Struggling to Hit the Notes? Perfect Vocals in 5 StepsBy
Estimated reading time: 7 minutes
Don’t hate me, but it seems that the life of a serious vocalist—whatever your genre—is less the Hollywood portrayal of all-night partying (and all that comes with such a scene) and more of self-control and pampering. I mean, the things it takes to really care for the vocal instrument seem, ahem, a little nerdy—or boring, if you like. But, please don’t let a little boring deter you, because this is serious stuff. It’s not like you can pack your vocal chords up in a nice little case and put them away for safekeeping, like most instruments.
So, what are some practical ways in which you can care for your voice box (also known as your larynx, which houses your vocal chords or vocal folds)?
Hydrate. With Water.
This step is something that you can do pretty much anytime, anywhere: drink lots of water. The reason for this? The more water you drink, the thinner the mucous on your vocal chords will be, which means less vocal interruption for you.
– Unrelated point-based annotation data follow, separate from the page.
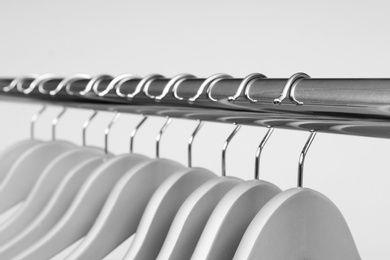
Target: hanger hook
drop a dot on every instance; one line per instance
(158, 138)
(86, 124)
(248, 88)
(259, 151)
(146, 83)
(176, 87)
(38, 81)
(224, 148)
(55, 123)
(205, 84)
(243, 85)
(118, 86)
(93, 84)
(286, 90)
(303, 156)
(173, 82)
(191, 140)
(34, 119)
(212, 84)
(108, 130)
(134, 132)
(113, 84)
(66, 82)
(19, 81)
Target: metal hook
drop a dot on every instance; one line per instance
(259, 150)
(286, 90)
(176, 87)
(123, 80)
(146, 83)
(225, 145)
(39, 81)
(55, 123)
(19, 81)
(206, 83)
(134, 132)
(303, 156)
(243, 85)
(34, 119)
(212, 84)
(247, 90)
(158, 138)
(191, 140)
(113, 84)
(92, 84)
(85, 126)
(66, 82)
(175, 81)
(108, 130)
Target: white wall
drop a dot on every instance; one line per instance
(277, 38)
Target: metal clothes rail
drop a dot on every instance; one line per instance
(341, 106)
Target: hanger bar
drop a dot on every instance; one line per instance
(341, 106)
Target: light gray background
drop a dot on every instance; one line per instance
(277, 38)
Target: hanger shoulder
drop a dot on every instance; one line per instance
(192, 216)
(53, 210)
(161, 210)
(230, 219)
(26, 170)
(11, 154)
(124, 208)
(44, 187)
(84, 209)
(299, 223)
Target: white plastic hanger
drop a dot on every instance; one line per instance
(163, 206)
(299, 223)
(190, 219)
(12, 153)
(54, 209)
(128, 203)
(24, 172)
(85, 208)
(61, 198)
(47, 181)
(232, 215)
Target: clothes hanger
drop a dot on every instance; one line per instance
(84, 209)
(234, 212)
(47, 181)
(57, 204)
(127, 203)
(10, 154)
(299, 223)
(29, 165)
(192, 216)
(232, 215)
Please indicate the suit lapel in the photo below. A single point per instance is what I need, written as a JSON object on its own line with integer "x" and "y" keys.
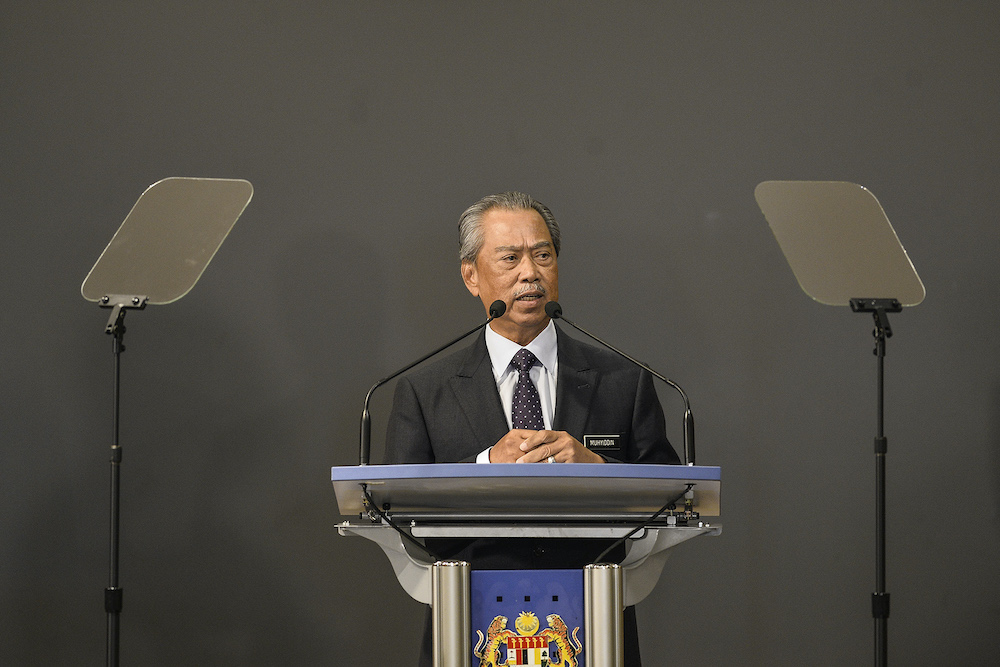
{"x": 575, "y": 387}
{"x": 476, "y": 391}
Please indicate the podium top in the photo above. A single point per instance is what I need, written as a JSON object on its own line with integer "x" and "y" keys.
{"x": 519, "y": 492}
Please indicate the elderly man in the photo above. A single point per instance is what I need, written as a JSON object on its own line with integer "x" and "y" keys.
{"x": 524, "y": 391}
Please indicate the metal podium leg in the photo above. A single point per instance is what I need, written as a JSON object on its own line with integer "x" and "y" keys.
{"x": 604, "y": 615}
{"x": 450, "y": 614}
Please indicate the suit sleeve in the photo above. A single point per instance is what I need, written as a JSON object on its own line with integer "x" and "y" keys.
{"x": 649, "y": 435}
{"x": 406, "y": 438}
{"x": 409, "y": 438}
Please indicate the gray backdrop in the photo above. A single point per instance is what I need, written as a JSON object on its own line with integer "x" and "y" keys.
{"x": 366, "y": 128}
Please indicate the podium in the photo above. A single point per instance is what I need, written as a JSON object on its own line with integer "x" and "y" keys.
{"x": 507, "y": 501}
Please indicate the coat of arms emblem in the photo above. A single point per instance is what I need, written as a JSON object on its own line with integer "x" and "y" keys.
{"x": 528, "y": 647}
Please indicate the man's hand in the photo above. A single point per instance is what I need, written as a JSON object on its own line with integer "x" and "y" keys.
{"x": 525, "y": 446}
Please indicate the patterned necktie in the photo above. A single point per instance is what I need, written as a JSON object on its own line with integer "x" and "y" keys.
{"x": 526, "y": 408}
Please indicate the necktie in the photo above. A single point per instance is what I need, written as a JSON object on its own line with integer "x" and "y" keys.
{"x": 526, "y": 408}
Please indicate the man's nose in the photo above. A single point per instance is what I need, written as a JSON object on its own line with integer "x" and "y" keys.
{"x": 529, "y": 269}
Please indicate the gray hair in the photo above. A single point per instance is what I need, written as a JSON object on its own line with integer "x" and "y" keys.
{"x": 470, "y": 225}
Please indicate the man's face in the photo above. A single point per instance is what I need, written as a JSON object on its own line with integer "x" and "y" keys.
{"x": 516, "y": 264}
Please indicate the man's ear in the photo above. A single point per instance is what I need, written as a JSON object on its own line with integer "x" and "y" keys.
{"x": 471, "y": 277}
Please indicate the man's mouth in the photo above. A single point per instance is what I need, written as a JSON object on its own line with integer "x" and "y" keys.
{"x": 532, "y": 293}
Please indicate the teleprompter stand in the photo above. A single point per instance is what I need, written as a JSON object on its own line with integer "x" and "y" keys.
{"x": 155, "y": 257}
{"x": 843, "y": 251}
{"x": 509, "y": 501}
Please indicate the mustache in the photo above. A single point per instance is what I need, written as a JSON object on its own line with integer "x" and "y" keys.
{"x": 531, "y": 287}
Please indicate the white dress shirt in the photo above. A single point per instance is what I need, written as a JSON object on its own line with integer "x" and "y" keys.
{"x": 543, "y": 374}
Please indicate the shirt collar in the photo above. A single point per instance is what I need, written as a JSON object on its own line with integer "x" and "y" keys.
{"x": 502, "y": 350}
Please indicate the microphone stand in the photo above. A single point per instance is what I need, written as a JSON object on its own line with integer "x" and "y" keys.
{"x": 554, "y": 310}
{"x": 880, "y": 598}
{"x": 497, "y": 309}
{"x": 113, "y": 593}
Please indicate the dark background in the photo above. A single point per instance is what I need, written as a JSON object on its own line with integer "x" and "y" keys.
{"x": 366, "y": 128}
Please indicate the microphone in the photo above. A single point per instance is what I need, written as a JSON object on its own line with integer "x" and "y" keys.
{"x": 554, "y": 311}
{"x": 497, "y": 309}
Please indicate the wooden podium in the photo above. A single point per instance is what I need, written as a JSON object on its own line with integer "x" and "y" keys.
{"x": 556, "y": 500}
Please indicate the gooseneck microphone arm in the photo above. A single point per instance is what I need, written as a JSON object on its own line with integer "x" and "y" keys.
{"x": 554, "y": 311}
{"x": 497, "y": 309}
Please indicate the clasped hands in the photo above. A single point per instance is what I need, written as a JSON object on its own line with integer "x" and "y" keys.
{"x": 527, "y": 446}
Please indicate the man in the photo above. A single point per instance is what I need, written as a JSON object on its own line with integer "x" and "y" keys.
{"x": 494, "y": 403}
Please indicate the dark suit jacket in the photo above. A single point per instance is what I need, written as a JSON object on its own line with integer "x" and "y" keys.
{"x": 450, "y": 411}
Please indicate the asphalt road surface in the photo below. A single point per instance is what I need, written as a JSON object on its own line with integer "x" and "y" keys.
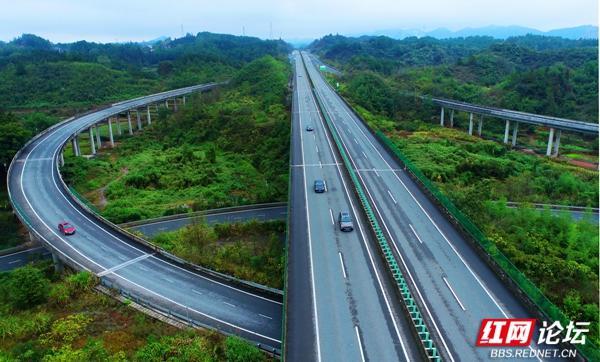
{"x": 455, "y": 288}
{"x": 36, "y": 193}
{"x": 339, "y": 307}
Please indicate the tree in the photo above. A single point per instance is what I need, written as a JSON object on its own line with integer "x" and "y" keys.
{"x": 26, "y": 287}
Make sure you are well hydrated by drinking the recommended 64 ounces per day. If you have an affinity for dehydrating liquids (such as alcohol or caffeinated beverages), you’ll need to up your water intake even more; a good rule of thumb is to drink at least as many ounces of water as you are the dehydrating beverage in addition to the daily recommended amount. That’s a lot of water! To help get you in the habit, have a water bottle (or two) with you at all times, especially when you’re performing.
Another great way to keep your vocal chords hydrated is to steam. You can do this by using a facial steamer or by boiling a pot of water and breathing in the steam. Do this two to three times a day for about 10 minutes, when possible.
Note: steaming can’t replace drinking water. Nice try.
Though some suggest drinking hot tea or water before a performance, it’s best to avoid boiling hot water as it can cause inflammation, especially on already fatigued vocal muscles. Ice water, which causes muscles to contract, is not your friend either, particularly after you’ve warmed up or during a gig, as it can significantly reduce your vocal range.
So, what do you do? Ideally, stick with lukewarm water. If you do drink tea—I like Throat Coat Tea—try heating the water and removing it from heat right before it boils. This way you get some warmth without doing damage.